Он любил скорость. По-настоящему любил. Больше всего на свете. Даже больше девушек. Это были самые счастливые минуты в его жизни – минуты покоя, умиротворения, свободы… В четырнадцать он царил на дорогах Турени, лежа грудью на руле мопеда, и был похож на жабу на спичечной коробке (так тогда говорили), в двадцать купил себе первый подержанный мотоцикл на деньги, заработанные летом в поганой забегаловке близ Сомюра, а сегодня это стало его единственным развлечением: мечтать о мотоцикле, покупать его, доводить до ума, испытывать его, начинать мечтать о другом мотоцикле, тащиться в комиссионку, продавать предыдущий, покупать, доводить… итак до бесконечности.
Не будь у него мотоцикла, он бы чаще звонил своей старушке, моля Бога, чтобы она не пересказывала ему каждый раз всю свою жизнь…
Проблема заключалась в том, что проветрить мозги уже так просто не получалось. Даже при скорости 200 километров в час он не ощущал привычной легкости.
Даже при 210 и 220 его одолевали мысли. Он изворачивался, хитрил, морщился, ежился, но все было напрасно – мысли словно прилипли к его телу, и от заправки до заправки продолжали лезть в голову.

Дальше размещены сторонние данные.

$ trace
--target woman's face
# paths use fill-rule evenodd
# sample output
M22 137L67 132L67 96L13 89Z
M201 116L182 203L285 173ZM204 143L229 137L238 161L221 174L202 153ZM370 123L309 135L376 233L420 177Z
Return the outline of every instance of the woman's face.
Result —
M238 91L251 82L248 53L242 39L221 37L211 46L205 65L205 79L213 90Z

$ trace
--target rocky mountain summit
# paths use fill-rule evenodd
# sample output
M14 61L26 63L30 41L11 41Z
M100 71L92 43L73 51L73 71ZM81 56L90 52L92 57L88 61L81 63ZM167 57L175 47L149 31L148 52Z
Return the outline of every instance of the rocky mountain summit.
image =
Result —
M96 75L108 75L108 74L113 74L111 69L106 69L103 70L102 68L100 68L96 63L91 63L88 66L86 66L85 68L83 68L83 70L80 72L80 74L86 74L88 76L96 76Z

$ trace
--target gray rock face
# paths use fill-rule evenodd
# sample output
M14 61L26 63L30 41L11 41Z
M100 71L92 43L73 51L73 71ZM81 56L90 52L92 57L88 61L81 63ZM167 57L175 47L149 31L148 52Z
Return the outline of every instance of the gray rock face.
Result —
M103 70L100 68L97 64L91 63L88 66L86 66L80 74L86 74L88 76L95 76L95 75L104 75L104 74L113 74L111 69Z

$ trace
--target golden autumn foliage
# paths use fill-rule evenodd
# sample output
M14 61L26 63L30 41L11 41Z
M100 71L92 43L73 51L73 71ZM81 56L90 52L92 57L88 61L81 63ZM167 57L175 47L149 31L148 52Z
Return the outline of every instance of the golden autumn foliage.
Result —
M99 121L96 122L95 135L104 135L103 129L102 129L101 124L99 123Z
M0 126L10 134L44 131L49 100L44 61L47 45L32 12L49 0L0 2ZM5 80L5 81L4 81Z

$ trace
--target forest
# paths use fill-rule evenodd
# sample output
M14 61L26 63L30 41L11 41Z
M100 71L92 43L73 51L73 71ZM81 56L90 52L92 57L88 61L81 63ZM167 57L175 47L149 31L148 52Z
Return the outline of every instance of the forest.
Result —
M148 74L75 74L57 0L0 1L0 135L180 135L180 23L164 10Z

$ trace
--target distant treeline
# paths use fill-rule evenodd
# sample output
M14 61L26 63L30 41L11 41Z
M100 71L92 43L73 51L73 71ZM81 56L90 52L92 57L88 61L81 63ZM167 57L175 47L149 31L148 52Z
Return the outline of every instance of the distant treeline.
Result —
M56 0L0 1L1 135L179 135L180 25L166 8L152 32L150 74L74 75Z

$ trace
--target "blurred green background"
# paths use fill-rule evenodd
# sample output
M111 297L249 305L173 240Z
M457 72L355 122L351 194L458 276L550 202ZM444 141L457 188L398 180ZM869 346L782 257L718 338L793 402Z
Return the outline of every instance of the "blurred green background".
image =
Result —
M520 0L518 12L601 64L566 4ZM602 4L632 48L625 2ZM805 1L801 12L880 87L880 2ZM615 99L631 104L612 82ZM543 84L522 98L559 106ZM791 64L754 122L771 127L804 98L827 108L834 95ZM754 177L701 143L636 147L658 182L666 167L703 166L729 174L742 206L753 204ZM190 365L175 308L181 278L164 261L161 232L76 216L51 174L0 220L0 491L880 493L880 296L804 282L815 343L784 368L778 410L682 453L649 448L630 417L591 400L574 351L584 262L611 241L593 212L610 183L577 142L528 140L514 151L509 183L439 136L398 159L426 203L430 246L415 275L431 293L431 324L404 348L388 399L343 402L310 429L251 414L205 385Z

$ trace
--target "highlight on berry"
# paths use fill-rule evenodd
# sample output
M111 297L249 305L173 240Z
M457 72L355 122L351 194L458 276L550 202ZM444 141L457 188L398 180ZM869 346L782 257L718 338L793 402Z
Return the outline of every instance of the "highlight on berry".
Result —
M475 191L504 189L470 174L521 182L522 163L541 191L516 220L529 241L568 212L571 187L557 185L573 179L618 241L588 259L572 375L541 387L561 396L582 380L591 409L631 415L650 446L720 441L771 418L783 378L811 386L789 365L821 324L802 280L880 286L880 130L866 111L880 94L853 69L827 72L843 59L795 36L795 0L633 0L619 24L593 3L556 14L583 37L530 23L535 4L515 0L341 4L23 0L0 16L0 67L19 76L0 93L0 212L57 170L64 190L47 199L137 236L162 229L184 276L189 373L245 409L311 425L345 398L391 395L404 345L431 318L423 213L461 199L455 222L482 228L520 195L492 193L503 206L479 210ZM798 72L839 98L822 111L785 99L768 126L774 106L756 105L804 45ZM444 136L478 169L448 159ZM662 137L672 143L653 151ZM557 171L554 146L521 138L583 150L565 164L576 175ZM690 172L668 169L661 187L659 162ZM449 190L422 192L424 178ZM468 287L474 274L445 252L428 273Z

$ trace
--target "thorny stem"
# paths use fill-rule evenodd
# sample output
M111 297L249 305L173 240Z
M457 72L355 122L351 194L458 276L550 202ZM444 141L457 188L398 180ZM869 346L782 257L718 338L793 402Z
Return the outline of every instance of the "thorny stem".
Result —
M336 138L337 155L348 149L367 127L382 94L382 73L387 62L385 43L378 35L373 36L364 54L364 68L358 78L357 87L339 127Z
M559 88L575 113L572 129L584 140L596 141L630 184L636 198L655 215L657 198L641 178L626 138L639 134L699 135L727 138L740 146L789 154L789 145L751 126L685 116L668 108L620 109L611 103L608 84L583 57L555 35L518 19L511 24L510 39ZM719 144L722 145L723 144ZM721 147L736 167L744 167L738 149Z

Сегодня, 1 января, в сухой и сверкающий, как новая монета, денек, он мчался на своем двухколесном друге, без сумки, без рюкзака за спиной, на пирушку с двумя очаровательными бабульками, и предупредительные автомобилисты уступали ему дорогу, а он махал рукой в знак благодарности.
Он сдался и прокручивал в голове одну и ту же заезженную песню: за что ему такая жизнь? Сколько еще придется терпеть? Как от всего этого избавиться? За что такая жизнь? Сколько еще придется терпеть? Где искать спасения? За что?

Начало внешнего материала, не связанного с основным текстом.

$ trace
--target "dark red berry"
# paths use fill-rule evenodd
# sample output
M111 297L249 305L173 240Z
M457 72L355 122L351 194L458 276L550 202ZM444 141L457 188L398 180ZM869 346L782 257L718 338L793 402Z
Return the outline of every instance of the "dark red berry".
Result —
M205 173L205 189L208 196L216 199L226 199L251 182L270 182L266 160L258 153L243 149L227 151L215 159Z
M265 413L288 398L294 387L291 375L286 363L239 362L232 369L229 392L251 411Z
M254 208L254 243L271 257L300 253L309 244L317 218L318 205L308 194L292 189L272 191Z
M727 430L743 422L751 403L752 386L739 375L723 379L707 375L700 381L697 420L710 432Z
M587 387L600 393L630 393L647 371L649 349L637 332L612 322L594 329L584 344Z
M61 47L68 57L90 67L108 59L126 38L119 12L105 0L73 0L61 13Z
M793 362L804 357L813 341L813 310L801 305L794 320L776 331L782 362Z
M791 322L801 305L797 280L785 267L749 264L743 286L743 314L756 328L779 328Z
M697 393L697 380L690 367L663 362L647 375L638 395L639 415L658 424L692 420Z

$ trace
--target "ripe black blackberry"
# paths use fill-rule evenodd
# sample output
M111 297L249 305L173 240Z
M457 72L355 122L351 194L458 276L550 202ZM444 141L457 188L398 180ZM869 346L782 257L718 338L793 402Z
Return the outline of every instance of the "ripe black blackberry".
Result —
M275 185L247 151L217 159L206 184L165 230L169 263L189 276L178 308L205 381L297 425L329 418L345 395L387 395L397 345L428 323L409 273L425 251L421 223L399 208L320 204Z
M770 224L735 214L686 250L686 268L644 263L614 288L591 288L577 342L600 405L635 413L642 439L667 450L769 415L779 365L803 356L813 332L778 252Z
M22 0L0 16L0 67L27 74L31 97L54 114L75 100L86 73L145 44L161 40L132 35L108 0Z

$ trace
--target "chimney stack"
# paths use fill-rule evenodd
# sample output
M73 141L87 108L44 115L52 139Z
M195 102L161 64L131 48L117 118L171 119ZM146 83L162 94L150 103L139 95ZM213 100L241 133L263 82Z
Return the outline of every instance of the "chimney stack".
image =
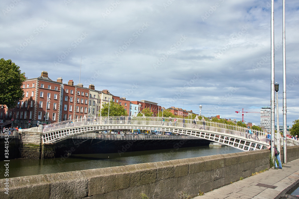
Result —
M60 77L57 78L57 82L62 83L62 78Z
M74 85L74 82L73 81L72 79L70 80L68 80L68 85L69 85L70 86Z
M48 78L48 72L47 71L45 71L44 70L43 70L42 72L42 75L41 76L43 77Z
M82 83L80 83L80 84L77 84L77 86L79 87L81 87L81 88L83 87L83 84Z
M88 87L88 88L89 89L91 90L94 90L94 85L93 84L89 84L89 86Z

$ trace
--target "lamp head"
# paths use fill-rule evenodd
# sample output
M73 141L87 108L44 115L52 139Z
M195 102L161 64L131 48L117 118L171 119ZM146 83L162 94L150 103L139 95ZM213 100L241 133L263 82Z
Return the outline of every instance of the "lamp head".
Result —
M279 87L279 84L276 82L275 83L275 91L276 92L278 91L278 87Z

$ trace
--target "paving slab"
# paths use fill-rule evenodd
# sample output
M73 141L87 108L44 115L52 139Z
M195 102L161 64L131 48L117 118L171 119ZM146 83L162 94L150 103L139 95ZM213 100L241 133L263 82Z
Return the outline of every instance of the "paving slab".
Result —
M193 198L278 199L299 183L298 165L297 159L283 165L282 169L270 169Z

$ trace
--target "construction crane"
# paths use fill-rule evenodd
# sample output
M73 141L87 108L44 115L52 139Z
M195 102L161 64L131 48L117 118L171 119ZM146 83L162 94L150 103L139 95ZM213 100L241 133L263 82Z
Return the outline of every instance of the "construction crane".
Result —
M248 111L244 111L244 110L247 110ZM242 109L242 111L241 111L241 110L240 110L239 111L235 111L236 112L238 113L242 112L242 122L244 122L244 113L260 113L260 112L257 112L257 111L251 111L250 110L247 110L247 109Z

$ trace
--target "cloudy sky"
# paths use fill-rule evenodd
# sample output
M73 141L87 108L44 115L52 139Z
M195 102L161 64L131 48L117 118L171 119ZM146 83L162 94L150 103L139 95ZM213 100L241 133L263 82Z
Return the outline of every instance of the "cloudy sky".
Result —
M299 1L286 1L287 123L299 117ZM274 3L275 81L283 124L282 1ZM270 0L0 2L0 53L28 78L108 89L206 116L270 107ZM275 113L276 114L276 113ZM260 124L258 113L244 119Z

Он умирал от усталости, но пребывал скорее в хорошем настроении. Он пригласил Ивонну, чтобы отблагодарить ее и с тайной надеждой, что она возьмет на себя застольную беседу, а он проведет время «на автопилоте». Улыбочка направо, улыбочка налево, несколько ругательств, чтобы доставить им удовольствие, а там, глядишь, и кофе подадут…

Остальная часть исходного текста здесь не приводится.